Random Survival Forest (RSF) in Python and R

Python Implementation (using sksurv)

Steps

  1. Load dataset
    • The dataset veterans_lung_cancer is included in the sksurv.datasets module.
    • It contains survival times, event indicators, and patient covariates.
  2. Preprocessing
    • Categorical features are one-hot encoded using OneHotEncoder.
    • Numeric features are passed through unchanged.
    • A ColumnTransformer ensures both categorical and numeric variables are handled properly.
  3. Model specification
    • A RandomSurvivalForest (RSF) is defined with:
      • n_estimators=100,
      • min_samples_leaf=15,
      • min_samples_split=10,
      • max_features="sqrt".
  4. Pipeline construction
    • The model pipeline combines preprocessing and RSF estimation.
  5. Train-test split
    • Data is split into training (70%) and testing (30%).
  6. Model training
    • Execution time is measured using time.time().
  7. Evaluation
    • Performance is measured using the Concordance Index (C-index).

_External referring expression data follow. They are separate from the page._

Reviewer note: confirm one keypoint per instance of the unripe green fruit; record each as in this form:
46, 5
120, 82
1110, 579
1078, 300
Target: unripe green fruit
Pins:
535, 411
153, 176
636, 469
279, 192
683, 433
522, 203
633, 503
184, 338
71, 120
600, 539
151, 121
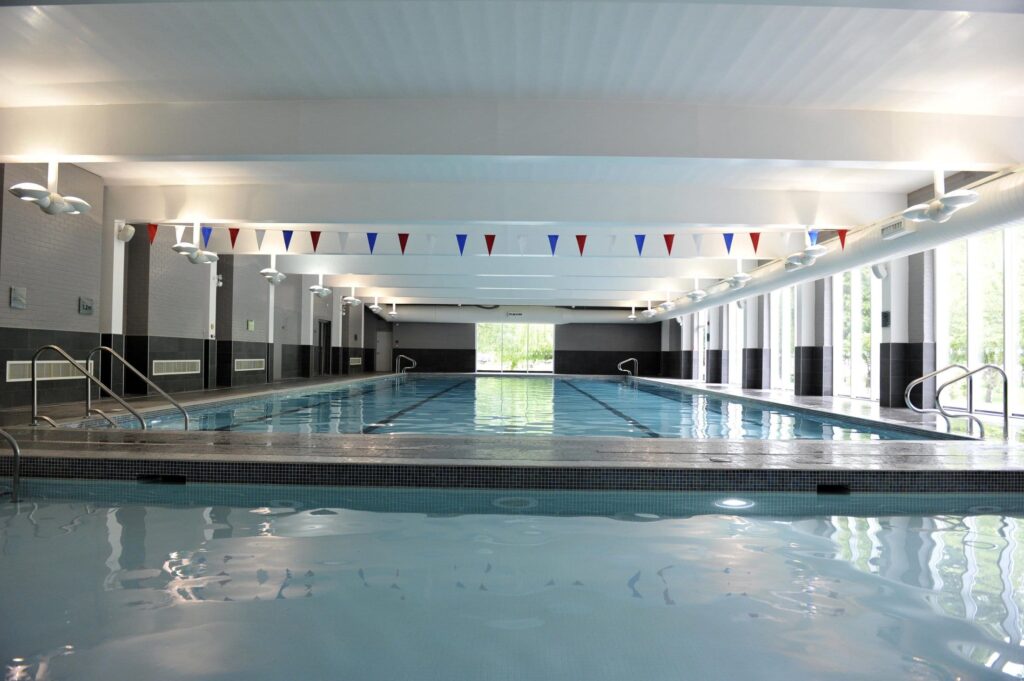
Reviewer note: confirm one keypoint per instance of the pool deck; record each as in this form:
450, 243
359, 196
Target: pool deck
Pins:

R Implementation (using randomForestSRC)

Steps

  1. Load dataset
    • The veteran dataset is included in the survival package.
    • Status variable is originally coded as 1 = censored, 2 = dead.
    • It is recoded to 0 = censored, 1 = event.
  2. Survival object
    • Surv(time, status) is created to represent the outcome.
  3. Train-test split
    • The dataset is randomly split into training (70%) and testing (30%).
  4. Model specification
    • The RSF is trained with:
      • ntree=100,
      • nodesize=15,
      • mtry = sqrt(p),
      • nsplit=10.
  5. Model training
    • Execution time is measured with Sys.time().
  6. Prediction
    • Predictions are obtained for the test dataset using predict().
  7. Evaluation
    • The C-index is computed using concordance.index() from the survcomp package.

Results Comparison

Implementation Execution Time (seconds) C-index
Python RSF 0.117 0.674
R RSF 0.017 0.362

Interpretation and Comparison of Results

Python Output

  • Execution time: about 0.117 seconds.
  • C-index: 0.674, indicating moderate predictive discrimination.

R Output

  • Execution time: about 0.017 seconds (faster training).
  • C-index: 0.362, indicating relatively poor discrimination compared to Python.

Why the Results Differ

  1. Different Implementations
    • sksurv (Python) and randomForestSRC (R) are independent implementations of RSF with different default settings.
  2. C-index Calculation
    • Python uses Harrell’s C-index directly via model.score().
    • R uses concordance.index() which may handle ties differently.
  3. Preprocessing
    • Python applies one-hot encoding to categorical variables, expanding the feature space.
    • R treats categorical variables as factors, which changes the splitting mechanism.
  4. Parameter Defaults
    • Defaults for mtry, splitrule, and nsplit differ.
  5. Randomness
    • RSF involves bootstrapping and random feature selection. Different seeds and implementations can yield different outcomes.

Final Remarks

  • Both implementations are valid but not numerically identical.
  • Python’s RSF achieved a higher C-index but with slightly longer runtime.
  • R’s RSF was faster but produced a weaker discrimination measure.
  • Results should be interpreted qualitatively, not expected to match exactly across implementations.